Goodbye to Act 13 gifts to the gas industry


October 5, 2016

In crafting Act 13, state lawmakers in Pennsylvania clearly wanted to make life as easy as possible for the gas drilling industry, while showing little concern for the rights of other residents and the local laws meant to protect them and the environment.

Among the most outrageous provisions of the law was one called by many a “physician gag order,” which restricted healthcare professionals from getting information on chemicals and other materials used in the drilling process that might be harmful to human health.

On September 28, the Pennsylvania Supreme Court ruled that this element of Act 13, which was passed in 2012, was unconstitutional because it was a “special law” intended to benefit drilling companies and not other industries at the expense of the health of the public. As soon as the law was passed in 2012, there were howls of protest over this provision, because perhaps the most important obligation of elected officials is the protection of the health and wellbeing of their constituents. In this case, lawmakers clearly were concerned with the health and wellbeing of drilling companies.

In striking down that element the court wrote, “It appears no other industry in the Commonwealth has been statutorily shielded in this manner by the imposition of stringent limitations and conditions on the access to, and use by, health professionals of information pertaining to chemicals, substances, or materials used in its operations claimed to be trade secrets or confidential proprietary information.”

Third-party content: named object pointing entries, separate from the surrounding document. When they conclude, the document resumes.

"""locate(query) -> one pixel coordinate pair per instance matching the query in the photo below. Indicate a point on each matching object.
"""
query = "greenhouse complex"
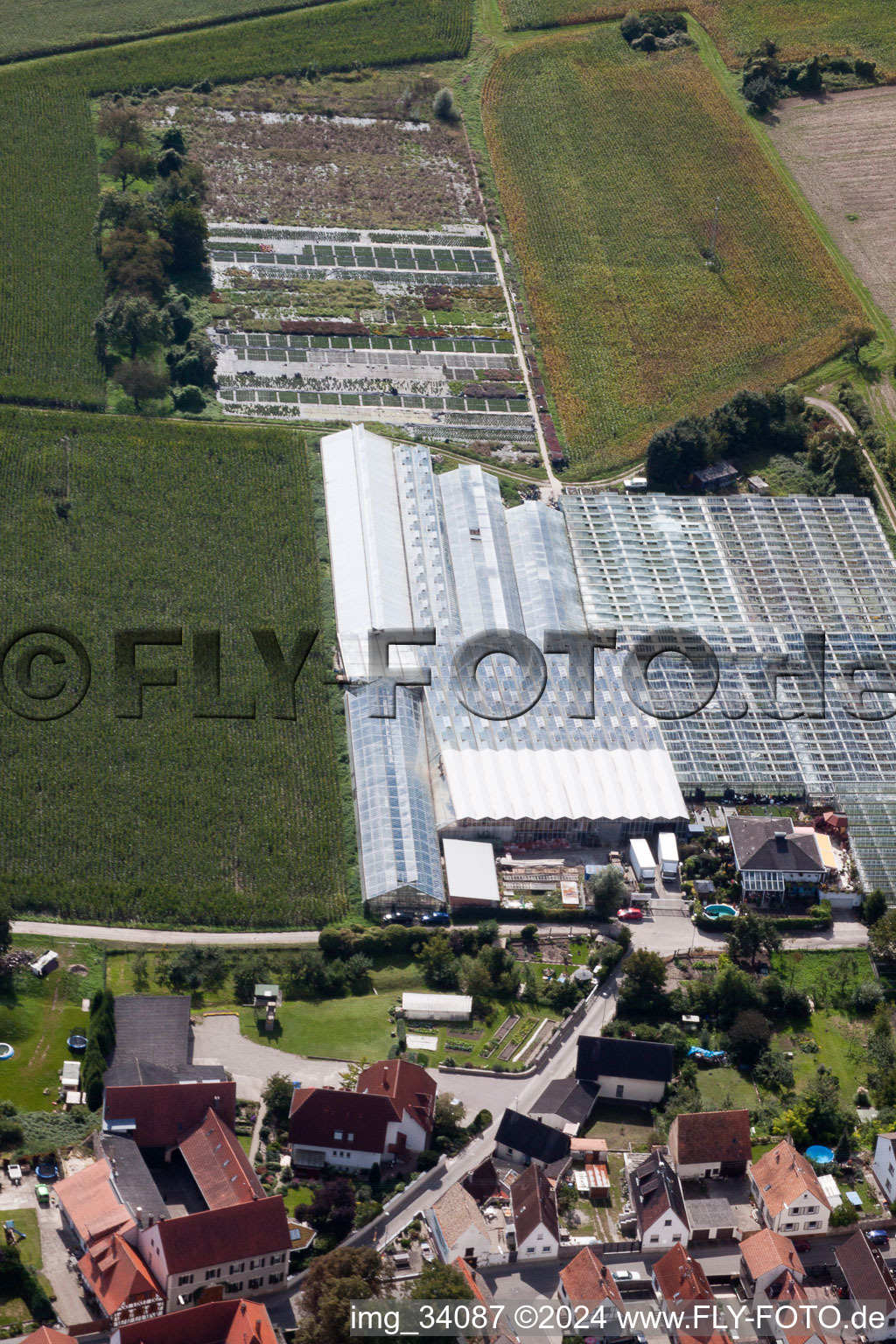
(792, 602)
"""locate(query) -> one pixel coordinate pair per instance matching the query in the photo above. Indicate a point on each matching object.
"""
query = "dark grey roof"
(654, 1190)
(133, 1179)
(155, 1043)
(531, 1138)
(612, 1057)
(760, 844)
(569, 1098)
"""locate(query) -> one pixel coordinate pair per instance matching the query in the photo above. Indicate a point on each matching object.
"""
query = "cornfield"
(50, 277)
(800, 27)
(168, 819)
(610, 193)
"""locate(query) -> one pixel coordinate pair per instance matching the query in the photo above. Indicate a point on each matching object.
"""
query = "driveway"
(218, 1040)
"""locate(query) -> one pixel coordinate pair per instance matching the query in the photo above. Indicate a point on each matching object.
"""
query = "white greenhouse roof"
(437, 1003)
(469, 865)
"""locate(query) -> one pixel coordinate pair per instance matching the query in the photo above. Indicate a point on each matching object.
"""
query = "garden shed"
(437, 1007)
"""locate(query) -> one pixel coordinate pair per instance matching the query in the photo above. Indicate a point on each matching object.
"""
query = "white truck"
(668, 854)
(642, 862)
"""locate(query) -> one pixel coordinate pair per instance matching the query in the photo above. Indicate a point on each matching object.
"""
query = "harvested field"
(635, 328)
(843, 153)
(800, 27)
(276, 150)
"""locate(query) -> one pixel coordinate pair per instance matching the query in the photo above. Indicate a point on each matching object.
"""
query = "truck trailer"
(641, 860)
(668, 854)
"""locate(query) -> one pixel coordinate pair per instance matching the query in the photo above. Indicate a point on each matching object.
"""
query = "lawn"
(50, 275)
(37, 1016)
(171, 817)
(634, 328)
(800, 27)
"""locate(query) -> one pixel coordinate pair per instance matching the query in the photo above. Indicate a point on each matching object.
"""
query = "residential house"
(459, 1230)
(118, 1281)
(774, 857)
(625, 1070)
(214, 1323)
(522, 1138)
(586, 1278)
(870, 1280)
(535, 1215)
(679, 1280)
(884, 1164)
(236, 1249)
(713, 1143)
(566, 1103)
(659, 1201)
(765, 1258)
(387, 1118)
(788, 1193)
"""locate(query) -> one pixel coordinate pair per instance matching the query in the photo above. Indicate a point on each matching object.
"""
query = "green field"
(40, 25)
(800, 27)
(634, 328)
(37, 1018)
(50, 275)
(167, 819)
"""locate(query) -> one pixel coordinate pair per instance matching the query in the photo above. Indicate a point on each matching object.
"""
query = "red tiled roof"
(868, 1277)
(407, 1085)
(164, 1113)
(215, 1323)
(90, 1201)
(682, 1278)
(783, 1175)
(767, 1250)
(532, 1201)
(241, 1231)
(710, 1136)
(220, 1166)
(586, 1278)
(116, 1274)
(361, 1120)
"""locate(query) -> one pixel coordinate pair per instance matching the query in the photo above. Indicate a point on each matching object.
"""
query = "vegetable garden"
(168, 819)
(635, 328)
(50, 277)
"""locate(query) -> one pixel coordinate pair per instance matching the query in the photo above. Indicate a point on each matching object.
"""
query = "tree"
(5, 925)
(332, 1210)
(187, 231)
(748, 1037)
(132, 323)
(278, 1098)
(873, 907)
(607, 892)
(645, 978)
(130, 164)
(141, 382)
(121, 124)
(751, 934)
(444, 107)
(346, 1263)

And that was not the only controversial element of Act 13 the court struck down. The justices also ruled that owners of private wells must be notified if there is a toxic spill at a drilling site that might impact a property owner’s drinking water. The pro-drilling provision in Act 13 required the PA Department of Environmental Protection to notify public water users only in the case of a spill but not private well owners.

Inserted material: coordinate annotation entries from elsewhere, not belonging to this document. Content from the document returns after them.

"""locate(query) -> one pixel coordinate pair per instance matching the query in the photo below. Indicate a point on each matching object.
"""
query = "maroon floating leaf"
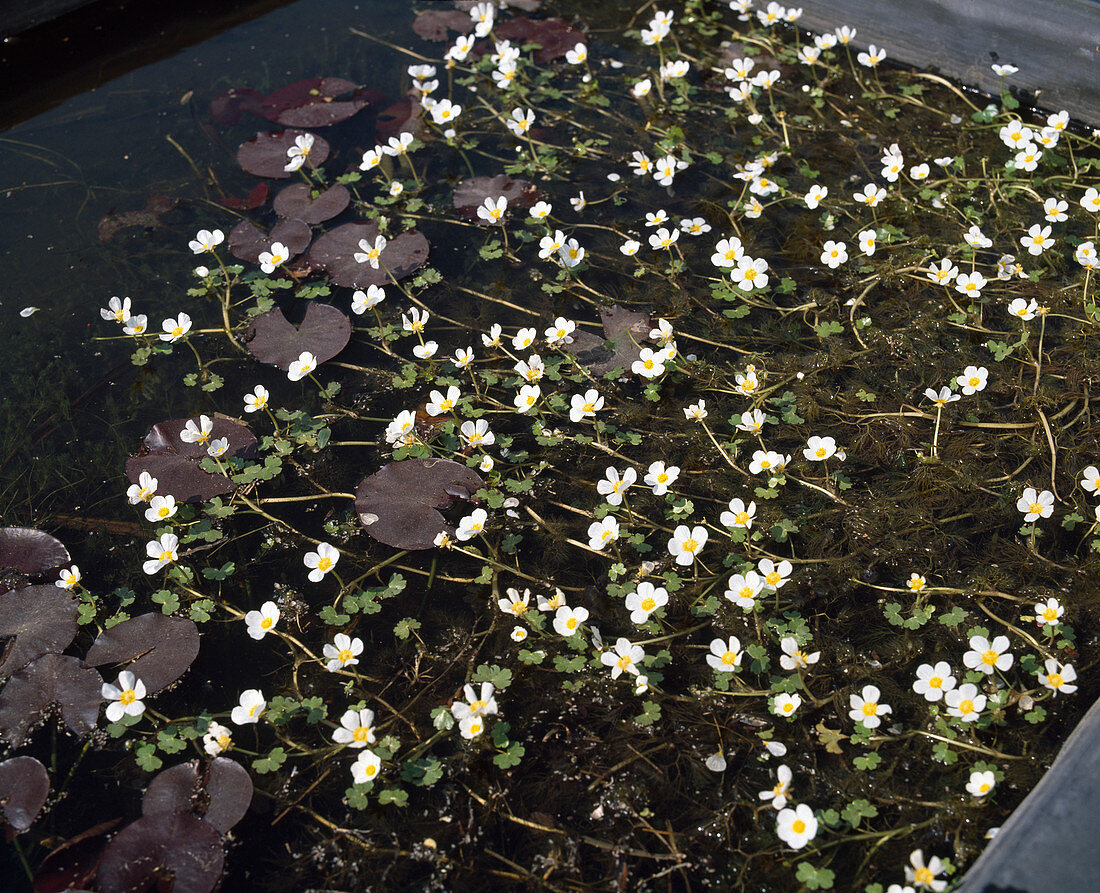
(220, 795)
(254, 199)
(435, 23)
(173, 845)
(52, 679)
(265, 156)
(323, 332)
(296, 201)
(248, 242)
(554, 36)
(24, 785)
(316, 102)
(175, 464)
(399, 504)
(227, 108)
(156, 648)
(72, 864)
(470, 195)
(624, 329)
(334, 253)
(42, 619)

The court noted in addressing that issue, that one of the purposes of Act 13 was to protect the health, safety and property of Pennsylvania residents. The court wrote, “We do not conceive how Section 3218.1’s exclusion of notice to over three million of our Commonwealth’s residents who receive their drinking water from wells—roughly a quarter of our population—that their health, or even their property, may be at risk as the result of a spill that has potentially jeopardized the safety of the water they consume, bears any fair and substantial relationship to this objective.”